01/23/2017 09:06 am ET Updated Jan 25, 2017

Saturday’s Women’s March will go down in history as a moment when women stood up and said, “NO! We will NOT be silenced! We will NOT be dismissed or ignored! What we think and need MATTERS!”

The women’s movement has had moments like this before, and yes, they did bring women together, and they did empower women to claim the rights we enjoy today. But marching alone will not stop women’s rights from being eroded. It will not help create a society where what women think and need has equal precedence to men’s rights and needs. Fighting for legal equality and political representation is only a part of the battle. The other part, and I believe a much larger part, involves empowering ourselves to understand the sexism and emotional disempowerment that we have internalized from our mothers, grandmothers, generational families, school days, workplaces, cultures, religions, and friends.

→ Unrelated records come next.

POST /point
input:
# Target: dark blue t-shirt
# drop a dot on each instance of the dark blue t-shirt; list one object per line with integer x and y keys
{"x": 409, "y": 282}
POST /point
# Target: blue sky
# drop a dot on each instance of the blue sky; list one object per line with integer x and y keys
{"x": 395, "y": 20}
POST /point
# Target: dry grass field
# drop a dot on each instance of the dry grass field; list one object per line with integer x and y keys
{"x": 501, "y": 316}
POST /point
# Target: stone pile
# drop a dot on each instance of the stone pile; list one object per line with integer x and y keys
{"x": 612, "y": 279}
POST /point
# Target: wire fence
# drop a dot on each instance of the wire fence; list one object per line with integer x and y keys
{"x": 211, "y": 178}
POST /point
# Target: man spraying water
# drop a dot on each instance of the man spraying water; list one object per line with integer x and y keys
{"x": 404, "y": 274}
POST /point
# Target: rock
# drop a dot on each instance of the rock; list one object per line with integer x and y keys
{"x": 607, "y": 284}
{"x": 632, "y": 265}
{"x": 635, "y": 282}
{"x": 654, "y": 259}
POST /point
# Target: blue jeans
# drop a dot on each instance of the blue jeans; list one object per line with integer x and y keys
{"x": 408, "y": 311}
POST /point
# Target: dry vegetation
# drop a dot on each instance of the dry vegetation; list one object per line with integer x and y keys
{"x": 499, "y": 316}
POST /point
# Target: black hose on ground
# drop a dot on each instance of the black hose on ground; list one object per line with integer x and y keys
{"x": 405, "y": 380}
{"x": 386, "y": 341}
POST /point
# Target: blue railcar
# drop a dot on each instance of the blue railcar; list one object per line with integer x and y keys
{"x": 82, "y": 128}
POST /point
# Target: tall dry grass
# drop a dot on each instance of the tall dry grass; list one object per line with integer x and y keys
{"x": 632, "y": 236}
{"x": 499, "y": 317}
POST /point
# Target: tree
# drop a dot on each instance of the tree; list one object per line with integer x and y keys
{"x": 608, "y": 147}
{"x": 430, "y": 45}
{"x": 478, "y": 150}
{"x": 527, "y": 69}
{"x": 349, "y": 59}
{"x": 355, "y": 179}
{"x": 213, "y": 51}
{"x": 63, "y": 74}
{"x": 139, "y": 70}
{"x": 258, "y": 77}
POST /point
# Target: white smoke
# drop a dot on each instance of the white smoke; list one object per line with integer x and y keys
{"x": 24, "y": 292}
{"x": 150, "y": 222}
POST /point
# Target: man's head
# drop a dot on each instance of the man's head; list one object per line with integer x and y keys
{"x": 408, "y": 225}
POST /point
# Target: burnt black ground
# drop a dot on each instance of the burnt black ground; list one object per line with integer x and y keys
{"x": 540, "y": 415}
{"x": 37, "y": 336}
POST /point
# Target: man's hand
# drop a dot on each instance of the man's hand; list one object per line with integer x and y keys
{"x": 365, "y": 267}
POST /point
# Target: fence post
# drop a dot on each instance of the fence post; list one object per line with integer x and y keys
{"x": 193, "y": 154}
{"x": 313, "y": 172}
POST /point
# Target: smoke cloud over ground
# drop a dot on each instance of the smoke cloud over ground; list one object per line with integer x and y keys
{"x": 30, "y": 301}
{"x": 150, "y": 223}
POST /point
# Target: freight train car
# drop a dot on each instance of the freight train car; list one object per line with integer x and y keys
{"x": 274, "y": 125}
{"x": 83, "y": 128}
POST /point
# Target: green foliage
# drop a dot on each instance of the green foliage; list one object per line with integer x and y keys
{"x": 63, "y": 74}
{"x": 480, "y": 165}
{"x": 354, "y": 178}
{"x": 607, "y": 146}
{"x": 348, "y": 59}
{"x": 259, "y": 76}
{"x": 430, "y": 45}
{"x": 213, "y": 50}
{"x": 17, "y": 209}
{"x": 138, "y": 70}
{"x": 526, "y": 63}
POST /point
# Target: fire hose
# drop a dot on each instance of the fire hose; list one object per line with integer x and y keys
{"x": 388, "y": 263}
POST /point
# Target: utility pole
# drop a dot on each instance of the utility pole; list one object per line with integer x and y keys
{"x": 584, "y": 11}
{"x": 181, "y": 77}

At the heart of the big political picture of what is happening to women’s rights today is the emotional silencing that we all do to ourselves, and each other, every day, in small and large ways, often without realizing it, because we don’t yet know the full extent of our entitlement to be listened to and have our needs honored. All too often we put our needs aside because we have swallowed whole the belief system I call the Culture of Female Service, that has taught women and men for generations that women are listeners not speakers, care-givers not care-receivers, and followers not leaders. We hear our mothers, daughters, family members, work colleagues, and girlfriends deny our truth by telling us that it isn’t the way we think it is, or that we surely don’t mean what we are saying, which is a typical sexist response designed to make us feel bad for having spoken up. Or the silent treatment response where our voice is entirely ignored by the listener, as they turn the conversation around to what they need, and what they think, and how we can support them.

I believe that the way today’s women’s movement marginalizes this discussion of how women internalize, and are co-opted by the sexism in their generational family, culture, and religion has contributed to the waxing and waning of women’s rights since the 1980s. This much neglected area requires that women resurrect their mother’s and grandmother’s consciousness raising groups. But, as I have learned, gathering alone in women’s groups, women’s circles, Lean In circles, or Red Tent circles, is not enough for women to be emotionally empowered. If we do not understand how we internalize sexism and the level of emotional entitlement women deserve to speak and be heard, women’s groups and circles cannot empower women to shake off the emotional shackles of sexism. Without this understanding, women’s groups and circles are in danger of being patriarchy’s ambassadors, because their members will pass on to each other the sexism they have learned to normalize.

Truly life changing women’s groups, women’s circles, Lean In circles, and Red Tent circles require that the facilitator understands how sexism makes itself at home in women’s minds, and how sexism creates a competitive, jealous, emotionally manipulative environment for women. The facilitator needs to understand women’s multigenerational experience with sexism, and how emotional silencing is passed on from mother to daughter, and how in all female relationships, women are set up to fight over their unvoiced feelings and needs, and the role stereotypes that restrict women’s choices and lives.

One of the key truths that I have learned over the last thirty years listening to women talk about their lives and mother-daughter relationships is that if we do not talk about, and understand our collective multigenerational experience of having our voices silenced, our reality denied, and our needs ignored, we do not have a strong enough platform on which to fight for the political rights that are in danger today. If we do not gather together in groups and circles that protect women’s voices, the misogyny in today’s families, society, and political and corporate climates will not be exposed. And if we do not learn how to truly listen to ourselves and each other, without blame, guilt-tripping, and emotional manipulation, women will continue to be divided, and therefore, highly vulnerable to being controlled.

As I say in my upcoming book The Mother-Daughter Puzzle, A woman who knows what she needs cannot be controlled.” Women need to understand the depth of how true this statement is. When we know what we need and we don’t doubt that our needs matter just as much as everyone else’s, and that our emotional truth matters, and our voices matter, women become far less vulnerable to tolerating being silenced in their relationships, workplaces, and boardrooms. And women will be an even more powerful force that politicians and lawmakers cannot ignore.